Continuous-capture data protection: Questions to ask before you talk to the vendors

Continuous-capture, or journaling, data protection is a new backup/recovery paradigm. It offers a level of data protection and availability that was unimagined a few years ago except by the handful of dreamers who were making prototypes of it.

If you haven't encountered this concept yet, here it is in a nutshell: Changes to a primary disk volume are detected as they happen, and those changes are immediately replicated to a second device. Replication is typically asynchronous, so the data protection process doesn't slow down payload processes such as your e-mail or CRM systems. The trick is that the changes aren't merely applied to the second device as a mirror copy. Instead, they are journaled, stored sequentially, so that every version that any stored object passed through can be recovered. Since the other device is a disk array, recovery can be very fast. Many types of recovery are nearly instantaneous.
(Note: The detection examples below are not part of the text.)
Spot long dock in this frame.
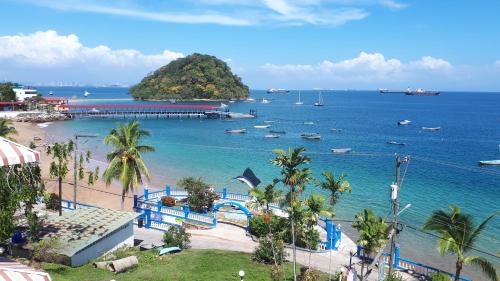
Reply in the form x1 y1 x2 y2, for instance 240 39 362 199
59 104 226 119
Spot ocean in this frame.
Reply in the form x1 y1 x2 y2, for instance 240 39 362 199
39 87 500 277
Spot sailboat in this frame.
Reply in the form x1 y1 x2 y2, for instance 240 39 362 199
314 92 325 106
295 91 304 105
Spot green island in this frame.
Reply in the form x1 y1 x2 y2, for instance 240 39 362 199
129 53 250 100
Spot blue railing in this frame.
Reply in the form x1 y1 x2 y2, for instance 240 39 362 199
356 245 472 281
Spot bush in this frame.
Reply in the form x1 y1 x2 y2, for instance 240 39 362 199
430 272 451 281
163 226 191 249
252 237 286 264
161 196 175 207
43 193 60 211
297 267 320 281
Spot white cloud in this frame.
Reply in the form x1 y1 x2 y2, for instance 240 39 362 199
0 30 184 83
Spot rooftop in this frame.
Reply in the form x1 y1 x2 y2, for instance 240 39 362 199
43 207 138 257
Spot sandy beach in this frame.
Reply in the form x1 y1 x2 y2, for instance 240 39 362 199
14 122 133 211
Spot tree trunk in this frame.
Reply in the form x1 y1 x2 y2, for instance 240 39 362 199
58 177 62 216
455 258 463 281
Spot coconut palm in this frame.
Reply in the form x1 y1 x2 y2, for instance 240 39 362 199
424 205 499 281
271 147 311 281
318 171 352 206
104 121 154 210
0 118 17 140
352 209 390 280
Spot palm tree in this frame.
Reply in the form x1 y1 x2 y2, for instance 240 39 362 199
318 171 352 206
352 209 390 280
424 205 500 281
0 118 17 140
104 121 154 210
271 147 311 281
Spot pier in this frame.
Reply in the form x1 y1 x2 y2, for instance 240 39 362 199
60 104 227 119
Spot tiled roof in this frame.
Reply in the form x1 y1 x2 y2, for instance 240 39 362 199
44 207 138 257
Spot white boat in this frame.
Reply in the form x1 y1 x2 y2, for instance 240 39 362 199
253 125 271 129
398 119 411 126
295 91 304 105
422 127 441 131
226 129 247 134
332 147 352 154
314 92 325 106
300 133 321 140
387 141 406 145
264 134 280 139
479 160 500 166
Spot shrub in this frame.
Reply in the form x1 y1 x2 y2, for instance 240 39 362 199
430 272 450 281
163 226 191 249
43 193 59 211
252 237 286 264
161 196 175 207
297 267 320 281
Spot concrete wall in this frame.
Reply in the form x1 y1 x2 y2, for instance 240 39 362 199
71 221 134 267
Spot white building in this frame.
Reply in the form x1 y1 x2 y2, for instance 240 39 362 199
13 88 38 101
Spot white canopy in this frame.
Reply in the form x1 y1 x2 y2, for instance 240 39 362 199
0 137 40 167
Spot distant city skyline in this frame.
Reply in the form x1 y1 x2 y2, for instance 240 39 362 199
0 0 500 91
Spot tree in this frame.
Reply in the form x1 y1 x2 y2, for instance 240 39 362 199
423 205 500 281
352 209 390 280
103 121 155 210
271 147 311 281
0 118 17 140
177 177 218 213
318 171 352 206
47 140 99 216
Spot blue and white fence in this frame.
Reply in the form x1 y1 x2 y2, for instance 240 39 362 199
356 246 472 281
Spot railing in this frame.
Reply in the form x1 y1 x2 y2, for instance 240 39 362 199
356 246 472 281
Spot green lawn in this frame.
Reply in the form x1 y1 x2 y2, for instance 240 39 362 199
43 248 328 281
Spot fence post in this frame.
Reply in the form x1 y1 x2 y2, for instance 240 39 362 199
144 208 151 228
394 245 399 268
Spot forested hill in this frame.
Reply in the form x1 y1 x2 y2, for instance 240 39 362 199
130 53 249 100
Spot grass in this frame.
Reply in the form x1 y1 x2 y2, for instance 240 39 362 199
42 248 328 281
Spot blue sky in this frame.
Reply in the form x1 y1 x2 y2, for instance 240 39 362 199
0 0 500 91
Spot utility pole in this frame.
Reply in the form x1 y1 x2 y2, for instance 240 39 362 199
389 154 401 274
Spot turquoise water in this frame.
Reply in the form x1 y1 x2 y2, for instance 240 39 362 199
40 88 500 274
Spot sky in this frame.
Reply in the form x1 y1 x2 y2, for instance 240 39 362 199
0 0 500 91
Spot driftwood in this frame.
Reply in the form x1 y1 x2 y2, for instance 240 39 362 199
107 256 139 273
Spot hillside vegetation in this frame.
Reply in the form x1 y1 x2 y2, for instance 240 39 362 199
130 53 249 100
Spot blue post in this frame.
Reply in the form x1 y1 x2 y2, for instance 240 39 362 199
394 245 399 268
325 218 333 250
144 208 151 228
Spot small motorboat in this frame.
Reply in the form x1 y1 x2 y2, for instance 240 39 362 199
387 141 406 145
253 125 271 129
300 133 321 140
226 129 247 134
398 119 411 126
422 127 441 131
264 134 280 139
332 147 352 154
479 160 500 166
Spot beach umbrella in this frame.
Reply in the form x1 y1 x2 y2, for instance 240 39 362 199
0 137 40 167
235 168 260 188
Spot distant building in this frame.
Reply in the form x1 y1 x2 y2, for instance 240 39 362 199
42 207 139 266
12 88 38 101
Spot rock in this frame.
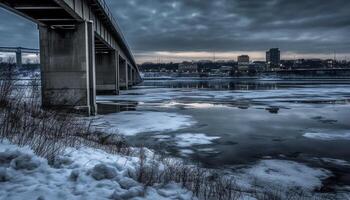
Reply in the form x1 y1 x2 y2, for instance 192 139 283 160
0 151 21 165
0 168 11 182
91 164 117 180
10 155 40 170
69 170 80 182
111 186 144 200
The best feature of the continuous-capture paradigm may be its reliability rather than its fine granularity of backup resolution or its speed of recovery. Unlike notoriously finicky networked backup systems, which tend to be vulnerable to every sort of human error and every variation in the schedules and behavior of the servers they are meant to protect, journaling systems are hard to break. Data capture happens all the time, and because new changes don't overwrite the old ones (at least not for a long time), even if something does happen to the capture process, every change right up to the point of failure is already safe. Once the capture system is installed, the process runs without human intervention until a recovery is needed, so there's little opportunity for human error. Operational costs can be really low because of this as well.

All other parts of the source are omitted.